Head of Center of Industry, Trade, and Investment at Institute For Development of Economics and Finance (Indef), Andry Satrio Nugroho menilai pemerintah perlu mendorong diversifikasi produk berorientasi ekspor, lantaran saat ini Indonesia masih banyak bergantung pada ekspor komoditas.
"Tentu yang kita dorong saat ini adalah bagaimana kita bisa melakukan diversifikasi produk yang kita ekspor.

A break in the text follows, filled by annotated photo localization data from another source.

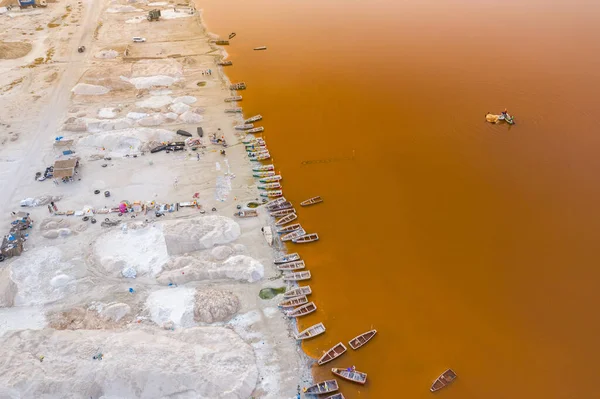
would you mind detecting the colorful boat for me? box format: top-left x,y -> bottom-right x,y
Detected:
292,233 -> 319,243
278,295 -> 308,307
267,201 -> 292,211
295,322 -> 325,340
348,329 -> 377,350
284,285 -> 311,298
275,212 -> 297,226
324,394 -> 345,399
331,367 -> 367,385
259,175 -> 282,183
260,190 -> 283,198
248,150 -> 270,157
430,369 -> 457,392
249,153 -> 271,161
318,343 -> 347,366
303,380 -> 338,395
286,302 -> 316,318
281,228 -> 306,242
276,260 -> 305,271
283,270 -> 311,281
301,196 -> 323,207
252,164 -> 274,172
253,171 -> 275,178
270,208 -> 296,218
273,252 -> 300,264
224,107 -> 243,113
276,223 -> 302,234
235,124 -> 254,130
258,182 -> 282,190
247,127 -> 264,133
234,210 -> 258,218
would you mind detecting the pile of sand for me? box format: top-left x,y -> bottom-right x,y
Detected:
0,41 -> 32,59
194,288 -> 240,323
48,303 -> 131,330
0,328 -> 258,397
95,49 -> 119,59
162,216 -> 241,255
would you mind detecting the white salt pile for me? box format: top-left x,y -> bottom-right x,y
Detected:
146,287 -> 196,327
95,49 -> 119,59
172,95 -> 197,104
161,9 -> 194,19
136,95 -> 173,109
162,112 -> 179,121
169,102 -> 190,114
180,110 -> 203,123
125,16 -> 144,23
106,5 -> 141,12
85,118 -> 133,132
97,107 -> 118,119
126,111 -> 149,120
162,216 -> 241,255
121,75 -> 180,89
138,114 -> 165,126
71,83 -> 110,96
148,1 -> 167,5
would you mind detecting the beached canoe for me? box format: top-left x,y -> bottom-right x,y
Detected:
286,302 -> 316,318
275,212 -> 297,226
260,190 -> 283,198
430,369 -> 457,392
244,114 -> 263,123
301,196 -> 323,207
278,295 -> 308,307
235,124 -> 254,130
348,329 -> 377,350
224,107 -> 243,113
265,197 -> 286,207
245,144 -> 267,152
252,164 -> 274,172
276,223 -> 301,234
283,270 -> 311,281
234,210 -> 258,218
303,380 -> 338,395
247,127 -> 264,133
284,285 -> 311,298
254,46 -> 267,51
332,367 -> 367,385
230,82 -> 246,90
281,228 -> 306,242
318,342 -> 347,366
228,32 -> 236,39
292,233 -> 319,244
270,208 -> 296,218
262,226 -> 273,246
217,60 -> 233,66
176,129 -> 192,137
259,175 -> 282,183
276,260 -> 305,271
224,96 -> 242,102
274,253 -> 300,265
295,322 -> 325,340
324,394 -> 345,399
249,153 -> 271,161
253,171 -> 275,178
267,201 -> 292,211
258,182 -> 282,190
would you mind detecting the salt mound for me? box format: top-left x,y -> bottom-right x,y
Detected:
77,128 -> 176,154
121,75 -> 180,89
0,328 -> 257,397
131,58 -> 183,77
211,245 -> 233,260
106,5 -> 141,12
98,107 -> 118,118
234,243 -> 247,253
136,95 -> 173,109
194,289 -> 239,323
222,255 -> 265,282
156,255 -> 265,284
146,287 -> 196,327
0,268 -> 17,307
169,102 -> 190,114
161,9 -> 194,19
126,111 -> 149,120
94,225 -> 169,277
148,1 -> 167,5
0,41 -> 32,59
101,303 -> 131,322
138,114 -> 165,126
162,215 -> 241,255
125,16 -> 144,23
162,112 -> 179,121
72,83 -> 110,96
173,95 -> 197,105
95,49 -> 119,59
180,110 -> 203,123
86,118 -> 134,132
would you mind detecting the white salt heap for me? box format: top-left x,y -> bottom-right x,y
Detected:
98,107 -> 118,119
121,75 -> 180,89
146,287 -> 196,328
71,83 -> 110,95
180,110 -> 203,123
95,49 -> 119,59
136,95 -> 173,109
162,216 -> 241,255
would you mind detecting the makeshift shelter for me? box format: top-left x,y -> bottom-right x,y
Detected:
53,139 -> 75,155
53,158 -> 79,179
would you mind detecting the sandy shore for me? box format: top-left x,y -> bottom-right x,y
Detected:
0,0 -> 311,397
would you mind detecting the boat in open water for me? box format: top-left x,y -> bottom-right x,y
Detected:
276,260 -> 305,271
283,270 -> 311,281
273,252 -> 300,264
253,46 -> 267,51
348,329 -> 377,350
286,302 -> 316,318
300,196 -> 323,207
430,369 -> 457,392
318,342 -> 347,365
324,394 -> 345,399
292,233 -> 319,243
295,322 -> 325,340
278,295 -> 308,308
284,285 -> 311,298
331,367 -> 367,385
303,380 -> 338,395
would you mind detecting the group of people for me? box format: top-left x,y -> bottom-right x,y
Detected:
202,69 -> 212,76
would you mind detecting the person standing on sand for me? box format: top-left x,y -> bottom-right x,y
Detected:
173,176 -> 178,188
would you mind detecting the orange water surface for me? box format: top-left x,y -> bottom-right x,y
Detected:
198,0 -> 600,397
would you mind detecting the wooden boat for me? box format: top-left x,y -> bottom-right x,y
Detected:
278,295 -> 308,307
283,270 -> 311,281
214,39 -> 229,45
275,212 -> 297,226
217,60 -> 233,66
301,196 -> 323,207
276,260 -> 305,271
253,170 -> 274,178
260,190 -> 283,198
295,322 -> 325,340
268,201 -> 292,212
244,115 -> 263,123
245,142 -> 267,150
287,302 -> 316,318
230,82 -> 246,90
318,343 -> 347,366
254,46 -> 267,51
303,380 -> 338,395
277,223 -> 302,233
228,32 -> 236,39
247,127 -> 265,133
292,233 -> 319,244
248,151 -> 270,158
259,175 -> 282,183
224,96 -> 242,102
258,182 -> 282,190
249,153 -> 271,161
235,124 -> 254,130
270,208 -> 295,218
265,197 -> 287,208
281,228 -> 306,242
284,285 -> 311,298
234,210 -> 258,218
224,107 -> 243,113
262,226 -> 273,246
331,367 -> 367,385
274,253 -> 300,265
324,394 -> 345,399
430,369 -> 457,392
348,329 -> 377,350
247,146 -> 268,153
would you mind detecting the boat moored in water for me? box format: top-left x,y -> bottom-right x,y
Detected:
348,329 -> 377,350
295,322 -> 325,340
273,252 -> 300,264
430,369 -> 457,392
276,260 -> 305,271
300,196 -> 323,206
284,285 -> 311,298
331,367 -> 367,385
303,380 -> 338,395
283,270 -> 311,281
292,233 -> 319,243
318,342 -> 347,365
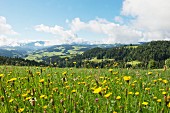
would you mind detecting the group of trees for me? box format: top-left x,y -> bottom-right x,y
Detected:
0,56 -> 46,66
43,41 -> 170,69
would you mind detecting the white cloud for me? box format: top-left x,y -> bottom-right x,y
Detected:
0,16 -> 18,35
34,0 -> 170,44
121,0 -> 170,41
114,16 -> 124,24
70,18 -> 142,44
34,24 -> 76,38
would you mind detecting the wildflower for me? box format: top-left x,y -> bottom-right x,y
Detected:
167,102 -> 170,108
62,72 -> 67,75
116,96 -> 121,100
71,90 -> 76,93
18,108 -> 24,113
162,80 -> 168,84
25,97 -> 31,101
43,105 -> 48,109
9,99 -> 14,103
8,78 -> 17,82
0,74 -> 4,78
113,111 -> 117,113
162,91 -> 167,95
148,72 -> 152,75
102,80 -> 107,84
123,76 -> 131,82
135,92 -> 139,96
65,86 -> 70,89
158,78 -> 162,81
142,102 -> 148,106
157,99 -> 161,103
22,93 -> 27,97
153,80 -> 157,83
128,92 -> 133,95
113,71 -> 119,75
104,92 -> 112,98
153,96 -> 157,100
40,95 -> 47,99
36,72 -> 41,75
131,83 -> 135,87
145,88 -> 150,91
108,69 -> 113,72
53,87 -> 58,91
93,87 -> 102,94
39,79 -> 44,83
73,61 -> 76,64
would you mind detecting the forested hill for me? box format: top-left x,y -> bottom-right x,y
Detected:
0,56 -> 46,66
45,41 -> 170,69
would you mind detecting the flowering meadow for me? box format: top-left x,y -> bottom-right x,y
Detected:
0,66 -> 170,113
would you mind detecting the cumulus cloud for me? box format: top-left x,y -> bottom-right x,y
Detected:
0,16 -> 18,35
34,0 -> 170,44
34,24 -> 76,38
121,0 -> 170,41
70,18 -> 142,44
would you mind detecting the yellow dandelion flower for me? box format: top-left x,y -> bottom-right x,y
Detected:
148,72 -> 152,75
39,79 -> 44,83
9,99 -> 14,103
123,76 -> 131,81
157,99 -> 161,103
113,71 -> 119,75
18,108 -> 24,113
128,92 -> 133,95
162,80 -> 168,84
8,78 -> 17,82
135,92 -> 139,96
116,96 -> 121,100
145,88 -> 150,91
73,62 -> 76,64
153,80 -> 157,83
71,90 -> 76,93
65,86 -> 70,89
153,96 -> 157,100
142,102 -> 148,106
108,69 -> 113,72
102,80 -> 107,84
40,95 -> 47,99
162,91 -> 167,95
104,92 -> 112,98
167,102 -> 170,108
62,72 -> 67,75
0,74 -> 4,78
43,105 -> 47,109
158,78 -> 162,81
22,93 -> 27,97
25,97 -> 31,101
93,87 -> 102,94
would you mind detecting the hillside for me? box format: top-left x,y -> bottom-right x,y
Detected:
0,56 -> 46,66
41,41 -> 170,69
25,44 -> 123,62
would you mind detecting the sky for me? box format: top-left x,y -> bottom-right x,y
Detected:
0,0 -> 170,46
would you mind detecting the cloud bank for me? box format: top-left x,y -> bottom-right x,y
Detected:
34,0 -> 170,44
0,16 -> 18,46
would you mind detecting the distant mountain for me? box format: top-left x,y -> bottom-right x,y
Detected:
0,41 -> 48,57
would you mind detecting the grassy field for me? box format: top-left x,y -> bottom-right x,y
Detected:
0,66 -> 170,112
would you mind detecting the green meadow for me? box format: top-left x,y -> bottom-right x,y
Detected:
0,66 -> 170,113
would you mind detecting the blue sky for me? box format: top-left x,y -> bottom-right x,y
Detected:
0,0 -> 170,46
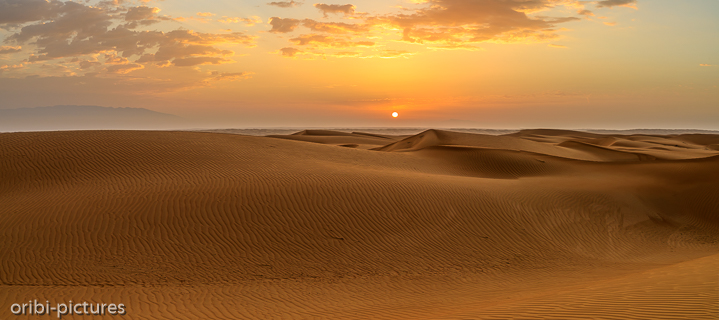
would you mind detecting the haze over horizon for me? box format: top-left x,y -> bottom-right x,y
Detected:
1,0 -> 717,129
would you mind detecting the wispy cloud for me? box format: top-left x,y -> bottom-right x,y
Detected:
314,4 -> 356,18
268,0 -> 303,8
208,71 -> 254,82
302,19 -> 370,34
596,0 -> 638,9
218,16 -> 262,26
369,50 -> 415,59
0,45 -> 22,54
578,10 -> 595,17
289,34 -> 374,47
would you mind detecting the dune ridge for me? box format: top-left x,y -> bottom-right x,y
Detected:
1,129 -> 718,319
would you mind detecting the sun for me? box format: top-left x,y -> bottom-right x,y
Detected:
392,112 -> 399,118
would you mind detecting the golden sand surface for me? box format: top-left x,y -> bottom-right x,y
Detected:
1,129 -> 718,319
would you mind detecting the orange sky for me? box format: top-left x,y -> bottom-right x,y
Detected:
0,0 -> 717,128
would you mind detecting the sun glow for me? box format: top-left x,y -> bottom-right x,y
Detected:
392,112 -> 398,118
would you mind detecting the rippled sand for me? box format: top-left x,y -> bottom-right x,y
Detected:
2,129 -> 718,319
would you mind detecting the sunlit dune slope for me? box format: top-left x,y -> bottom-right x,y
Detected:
1,129 -> 718,319
373,129 -> 718,161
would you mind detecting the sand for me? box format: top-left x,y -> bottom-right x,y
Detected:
1,129 -> 718,319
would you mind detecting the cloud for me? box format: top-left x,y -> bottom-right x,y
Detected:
131,31 -> 251,66
172,57 -> 232,67
11,25 -> 254,63
331,51 -> 361,57
266,0 -> 597,58
38,63 -> 76,76
700,64 -> 715,67
301,19 -> 369,34
0,63 -> 24,75
106,63 -> 144,74
125,6 -> 160,21
79,60 -> 101,69
276,47 -> 411,60
603,21 -> 617,26
7,2 -> 113,44
289,34 -> 374,47
314,4 -> 356,18
377,0 -> 581,46
596,0 -> 637,9
3,1 -> 255,62
427,44 -> 483,51
0,0 -> 64,25
197,12 -> 215,17
104,53 -> 130,65
0,0 -> 256,86
209,71 -> 254,82
279,47 -> 303,57
371,50 -> 414,59
513,0 -> 585,14
0,45 -> 21,54
268,0 -> 302,8
268,17 -> 301,33
218,16 -> 262,26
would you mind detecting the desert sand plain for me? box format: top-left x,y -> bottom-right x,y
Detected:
1,129 -> 718,319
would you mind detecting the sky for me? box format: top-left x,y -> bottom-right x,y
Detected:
0,0 -> 717,129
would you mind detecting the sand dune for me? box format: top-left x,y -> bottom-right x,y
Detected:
268,129 -> 403,149
1,129 -> 718,319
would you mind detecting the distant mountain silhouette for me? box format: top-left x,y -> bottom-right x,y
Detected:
0,105 -> 186,132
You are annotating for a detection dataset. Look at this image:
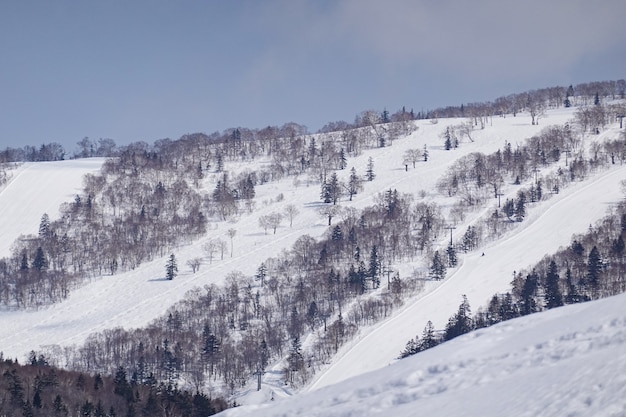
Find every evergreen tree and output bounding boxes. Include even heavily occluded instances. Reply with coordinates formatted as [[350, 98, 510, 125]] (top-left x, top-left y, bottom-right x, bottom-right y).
[[347, 167, 360, 201], [320, 179, 332, 203], [338, 148, 347, 170], [430, 251, 446, 280], [331, 225, 343, 241], [444, 295, 473, 341], [544, 260, 563, 309], [499, 292, 519, 321], [400, 336, 419, 358], [366, 157, 375, 181], [564, 267, 584, 304], [420, 320, 439, 350], [327, 172, 341, 205], [502, 198, 515, 220], [382, 108, 389, 123], [20, 253, 29, 271], [287, 337, 304, 377], [587, 246, 602, 297], [519, 271, 539, 315], [612, 234, 625, 256], [444, 127, 452, 150], [446, 243, 457, 267], [368, 245, 380, 288], [38, 213, 51, 240], [165, 254, 178, 280], [32, 247, 47, 271], [515, 190, 526, 222], [462, 226, 478, 252]]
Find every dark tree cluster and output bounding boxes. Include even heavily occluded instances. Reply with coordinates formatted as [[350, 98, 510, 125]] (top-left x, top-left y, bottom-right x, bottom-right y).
[[0, 352, 226, 417]]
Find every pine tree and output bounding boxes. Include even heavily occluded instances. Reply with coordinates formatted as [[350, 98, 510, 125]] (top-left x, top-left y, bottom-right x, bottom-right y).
[[328, 172, 341, 204], [444, 295, 473, 341], [519, 271, 538, 315], [38, 213, 51, 240], [320, 179, 332, 203], [382, 108, 389, 123], [369, 245, 380, 288], [339, 148, 347, 170], [515, 190, 526, 222], [348, 167, 360, 201], [165, 254, 178, 280], [331, 225, 343, 241], [32, 247, 47, 271], [420, 320, 439, 350], [446, 243, 457, 267], [587, 246, 602, 297], [564, 96, 571, 108], [430, 251, 446, 280], [366, 157, 375, 181], [544, 260, 563, 309]]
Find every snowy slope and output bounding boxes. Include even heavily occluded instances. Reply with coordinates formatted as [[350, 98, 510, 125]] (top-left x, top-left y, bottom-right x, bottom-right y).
[[0, 105, 624, 417], [219, 291, 626, 417], [0, 111, 575, 360], [308, 163, 626, 390], [0, 159, 105, 258]]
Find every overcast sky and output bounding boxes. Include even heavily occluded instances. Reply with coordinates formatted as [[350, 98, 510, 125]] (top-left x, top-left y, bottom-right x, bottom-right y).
[[1, 0, 625, 151]]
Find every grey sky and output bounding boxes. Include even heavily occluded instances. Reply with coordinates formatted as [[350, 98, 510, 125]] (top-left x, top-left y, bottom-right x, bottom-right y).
[[1, 0, 624, 151]]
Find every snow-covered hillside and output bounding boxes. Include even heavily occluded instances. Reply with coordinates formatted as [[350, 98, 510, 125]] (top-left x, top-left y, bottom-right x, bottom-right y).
[[1, 105, 625, 415], [219, 291, 626, 417], [308, 163, 626, 390], [0, 159, 105, 258]]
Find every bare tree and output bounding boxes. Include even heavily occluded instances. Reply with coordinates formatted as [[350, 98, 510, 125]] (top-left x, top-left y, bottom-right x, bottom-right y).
[[403, 149, 422, 169], [259, 215, 271, 235], [227, 228, 237, 257], [187, 258, 202, 273], [267, 212, 283, 234], [202, 240, 218, 264], [527, 90, 547, 125], [318, 205, 341, 226], [284, 204, 300, 228]]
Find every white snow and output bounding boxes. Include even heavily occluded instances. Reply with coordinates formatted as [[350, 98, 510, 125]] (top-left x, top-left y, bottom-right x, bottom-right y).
[[1, 106, 625, 416]]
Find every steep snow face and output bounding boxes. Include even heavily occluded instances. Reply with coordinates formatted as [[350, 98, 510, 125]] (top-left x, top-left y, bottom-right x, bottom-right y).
[[0, 159, 105, 258], [218, 291, 626, 417]]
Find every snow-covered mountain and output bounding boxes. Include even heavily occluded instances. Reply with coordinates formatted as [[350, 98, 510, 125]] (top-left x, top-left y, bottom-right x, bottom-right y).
[[1, 103, 625, 416]]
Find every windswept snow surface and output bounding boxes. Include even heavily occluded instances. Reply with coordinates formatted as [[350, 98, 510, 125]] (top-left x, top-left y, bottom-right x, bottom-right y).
[[219, 292, 626, 417]]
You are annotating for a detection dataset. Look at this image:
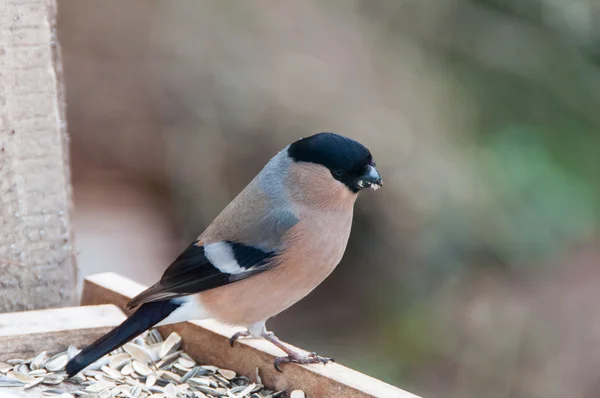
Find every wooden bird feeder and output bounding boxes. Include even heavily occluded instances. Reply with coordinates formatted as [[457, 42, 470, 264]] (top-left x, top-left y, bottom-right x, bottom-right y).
[[0, 273, 420, 397]]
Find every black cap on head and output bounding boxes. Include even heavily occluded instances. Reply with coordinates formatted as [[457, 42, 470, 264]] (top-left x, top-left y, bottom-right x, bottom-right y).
[[288, 132, 381, 192]]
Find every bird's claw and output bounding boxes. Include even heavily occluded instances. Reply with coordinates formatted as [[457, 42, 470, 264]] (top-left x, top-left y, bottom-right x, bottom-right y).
[[229, 330, 251, 347], [273, 352, 334, 372]]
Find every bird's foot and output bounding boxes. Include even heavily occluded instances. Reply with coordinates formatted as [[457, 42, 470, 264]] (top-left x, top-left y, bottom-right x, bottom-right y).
[[229, 330, 251, 347], [273, 351, 334, 372], [260, 330, 333, 372]]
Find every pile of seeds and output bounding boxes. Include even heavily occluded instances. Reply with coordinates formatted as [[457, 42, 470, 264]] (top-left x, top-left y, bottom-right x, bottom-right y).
[[0, 329, 305, 398]]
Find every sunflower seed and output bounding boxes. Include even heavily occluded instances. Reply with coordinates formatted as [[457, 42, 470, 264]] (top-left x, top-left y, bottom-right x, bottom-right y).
[[110, 352, 130, 370], [158, 370, 180, 383], [217, 369, 236, 380], [66, 373, 86, 384], [156, 352, 180, 370], [31, 351, 48, 370], [42, 389, 66, 396], [45, 353, 69, 372], [173, 363, 191, 373], [181, 366, 210, 383], [14, 363, 29, 374], [121, 363, 135, 376], [233, 384, 256, 396], [102, 365, 124, 380], [23, 376, 45, 389], [124, 343, 153, 365], [29, 368, 48, 376], [0, 328, 273, 397], [67, 345, 81, 360], [159, 332, 181, 358], [129, 384, 142, 397], [85, 381, 113, 392], [188, 377, 211, 387], [98, 390, 111, 398], [0, 375, 25, 387], [200, 365, 218, 373], [132, 360, 153, 377], [42, 374, 65, 385], [177, 357, 196, 369], [290, 391, 306, 398], [10, 371, 36, 383], [147, 329, 164, 345]]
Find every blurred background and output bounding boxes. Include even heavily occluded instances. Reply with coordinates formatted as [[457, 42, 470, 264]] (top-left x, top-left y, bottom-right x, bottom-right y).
[[57, 1, 600, 397]]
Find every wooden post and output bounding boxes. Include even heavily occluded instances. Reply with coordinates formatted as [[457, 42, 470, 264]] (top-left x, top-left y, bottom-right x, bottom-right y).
[[0, 0, 76, 311]]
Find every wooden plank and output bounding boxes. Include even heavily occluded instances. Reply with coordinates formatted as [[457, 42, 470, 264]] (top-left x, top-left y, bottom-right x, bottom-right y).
[[0, 304, 126, 360], [82, 272, 420, 398]]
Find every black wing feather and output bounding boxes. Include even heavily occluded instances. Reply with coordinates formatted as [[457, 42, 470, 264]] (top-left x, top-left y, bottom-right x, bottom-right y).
[[126, 241, 274, 309]]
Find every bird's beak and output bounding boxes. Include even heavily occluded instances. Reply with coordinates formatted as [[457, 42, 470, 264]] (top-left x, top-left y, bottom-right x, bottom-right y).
[[359, 165, 383, 190]]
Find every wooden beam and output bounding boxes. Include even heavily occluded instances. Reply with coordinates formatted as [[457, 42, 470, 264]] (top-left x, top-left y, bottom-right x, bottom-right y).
[[82, 272, 420, 398], [0, 304, 125, 360]]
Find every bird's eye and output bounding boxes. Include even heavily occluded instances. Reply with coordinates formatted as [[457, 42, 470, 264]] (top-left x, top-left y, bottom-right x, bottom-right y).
[[333, 170, 344, 177]]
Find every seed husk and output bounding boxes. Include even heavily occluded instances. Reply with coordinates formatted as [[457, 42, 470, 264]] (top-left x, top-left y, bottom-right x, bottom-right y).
[[42, 374, 65, 385], [132, 360, 153, 376], [45, 353, 69, 372], [158, 370, 181, 383], [159, 332, 182, 358], [42, 389, 66, 396], [129, 384, 142, 397], [123, 343, 153, 365], [109, 352, 130, 370], [188, 377, 211, 387], [85, 380, 113, 392], [156, 351, 180, 370], [145, 373, 157, 387], [217, 369, 236, 380], [14, 363, 29, 374], [0, 327, 277, 397], [29, 368, 48, 376], [10, 371, 36, 383], [24, 377, 45, 389], [101, 364, 124, 380], [67, 345, 80, 360], [0, 375, 25, 387], [121, 363, 134, 376], [177, 357, 196, 369], [31, 351, 48, 370]]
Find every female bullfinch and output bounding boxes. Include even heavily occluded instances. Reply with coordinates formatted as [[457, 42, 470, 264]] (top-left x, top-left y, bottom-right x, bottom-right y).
[[66, 132, 382, 376]]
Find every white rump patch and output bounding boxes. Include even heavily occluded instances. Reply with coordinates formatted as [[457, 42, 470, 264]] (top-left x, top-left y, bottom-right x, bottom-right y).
[[204, 242, 246, 274], [157, 297, 211, 326]]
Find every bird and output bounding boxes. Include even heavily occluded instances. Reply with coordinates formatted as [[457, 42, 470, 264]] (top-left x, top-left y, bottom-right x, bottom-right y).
[[65, 132, 382, 377]]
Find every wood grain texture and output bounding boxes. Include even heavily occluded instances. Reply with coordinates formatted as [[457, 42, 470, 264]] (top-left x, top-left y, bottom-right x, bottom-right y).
[[0, 0, 76, 312], [0, 304, 125, 359], [82, 272, 421, 398]]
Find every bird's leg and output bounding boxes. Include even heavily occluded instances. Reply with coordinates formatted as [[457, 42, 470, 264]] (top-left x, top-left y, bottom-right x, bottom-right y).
[[230, 322, 266, 347], [261, 331, 334, 372], [229, 330, 251, 347]]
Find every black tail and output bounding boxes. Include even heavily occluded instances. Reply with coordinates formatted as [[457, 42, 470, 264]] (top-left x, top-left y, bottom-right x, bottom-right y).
[[66, 300, 180, 377]]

Selama ini kita masih mengandalkan dari ekspor barang mentah dan juga komoditas, yang mana dari segi nilai tambah itu juga rendah," kata Andry Satrio kepada wartawan, Jumat (13/1).
Andry menilai industri dalam negeri juga masih belum optimal dalam keterkaitan dengan rantai nilai global atau
global value chains (GVC).
GVC adalah jaringan tahapan produksi barang dan jasa dari desain produk hingga distribusi barang ke konsumen akhir yang diproduksi dan dirakit di berbagai negara.
"Hal itu didorong oleh kondisi industri kita saat ini di mana kita bisa berbicara masalah industri yang masih minim keterkaitannya dengan
global value chains dimaksud," jelasnya.
Berdasarkan pernyataan Menteri Koordinator Bidang Perekonomian Airlangga Hartarto, Indonesia masuk ke dalam kelompok negara yang memiliki resiliensi terhadap kondisi ketidakpastian global saat ini sebab tidak bergantung terlalu besar pada ekspor atau kontribusi ekspor terhadap ekonomi negara.
Kendati demikian, proyeksi pertumbuhan ekspor dan impor 2023 diperkirakan akan turun. Pada 2023, ekspor diproyeksikan hanya tumbuh 12,8 persen dan impor 14,9 persen. Sedangkan, di 2022 ekspor tumbuh 29,4 persen dan impor tumbuh 25,37 persen.